Il est vrai qu'Heloise craignait par dessus tout d'être accueillie par de petits sourires faux et gênés dégoulinants de pitié, par une réticence presque dédaigneuse. Pourtant, il n'en était rien. Katherine l'avait accueillis à bras ouverts, avec son incroyable sourire sans jugement aucun, et surtout, sans pitié. Et pour cela, Heloise la remerciait en silence.

- J'adore. Vraiment Kathy, merci beaucoup pour ces magnifiques pièces!

Ce compliment suffit à faire décoller sa belle mère. En un sens, Heloise comprit pourquoi son père l'aimait.

- Malheureusement, grimaça t elle, la salle de bain n'est pas du tout finit, tu devras partager celle des garçons...

- Aucun problème! La rassura Heloise avec un sourire. Ce n'est vraiment pas grave.

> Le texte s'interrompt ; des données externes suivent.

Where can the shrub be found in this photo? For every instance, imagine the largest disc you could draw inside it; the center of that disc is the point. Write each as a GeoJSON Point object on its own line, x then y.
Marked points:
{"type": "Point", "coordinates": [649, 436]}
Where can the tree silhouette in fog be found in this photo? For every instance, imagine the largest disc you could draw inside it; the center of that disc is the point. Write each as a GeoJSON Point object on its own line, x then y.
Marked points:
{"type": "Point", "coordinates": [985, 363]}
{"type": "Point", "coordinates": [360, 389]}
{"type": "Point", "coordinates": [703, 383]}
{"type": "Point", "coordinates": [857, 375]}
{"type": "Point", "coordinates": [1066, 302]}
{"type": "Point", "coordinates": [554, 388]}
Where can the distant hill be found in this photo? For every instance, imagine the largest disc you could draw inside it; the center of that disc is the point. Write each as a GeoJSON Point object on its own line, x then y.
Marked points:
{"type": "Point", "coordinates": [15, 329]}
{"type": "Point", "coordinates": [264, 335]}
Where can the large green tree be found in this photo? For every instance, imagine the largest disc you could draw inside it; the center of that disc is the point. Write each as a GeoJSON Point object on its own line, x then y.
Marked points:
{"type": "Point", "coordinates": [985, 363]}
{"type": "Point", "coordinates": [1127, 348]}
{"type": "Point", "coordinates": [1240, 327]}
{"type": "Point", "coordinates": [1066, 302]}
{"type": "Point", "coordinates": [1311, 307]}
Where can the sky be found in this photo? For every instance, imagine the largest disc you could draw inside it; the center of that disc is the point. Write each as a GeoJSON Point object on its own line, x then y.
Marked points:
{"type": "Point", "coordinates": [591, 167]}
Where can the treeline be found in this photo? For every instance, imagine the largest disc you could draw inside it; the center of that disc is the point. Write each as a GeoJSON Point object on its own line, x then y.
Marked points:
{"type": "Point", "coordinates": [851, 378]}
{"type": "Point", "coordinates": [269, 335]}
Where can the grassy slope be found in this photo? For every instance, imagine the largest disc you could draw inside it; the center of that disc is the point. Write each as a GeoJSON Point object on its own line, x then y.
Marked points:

Spontanément, Kathy l'enlaça.

- Je suis si contente de t'avoir avec moi ma chérie!

Elle se décolla tout aussi précipitamment de sa belle fille en lui recommandant de bien se reposer.

- Les garçons ne sont pas là... Je pense qu'ils devraient arriver ce soir. Elle eut une grimace charmante. Je leur remontrerait les bretelles pour ne pas s'être montrés le jour de ton arrivée. Elle secoua la tête et disparut dans l'encadrement de la porte.

- Allez! Je te laisse tranquille!

Tandis que ses talons claquaient sur le parquet, et lui lança un dernier:

- À tout à l'heure! Retentissant.

Heloise se dit qu'elle était tout de même bien tombée, et se jeta sur son lit, bien décider à dormir jusqu'au soir.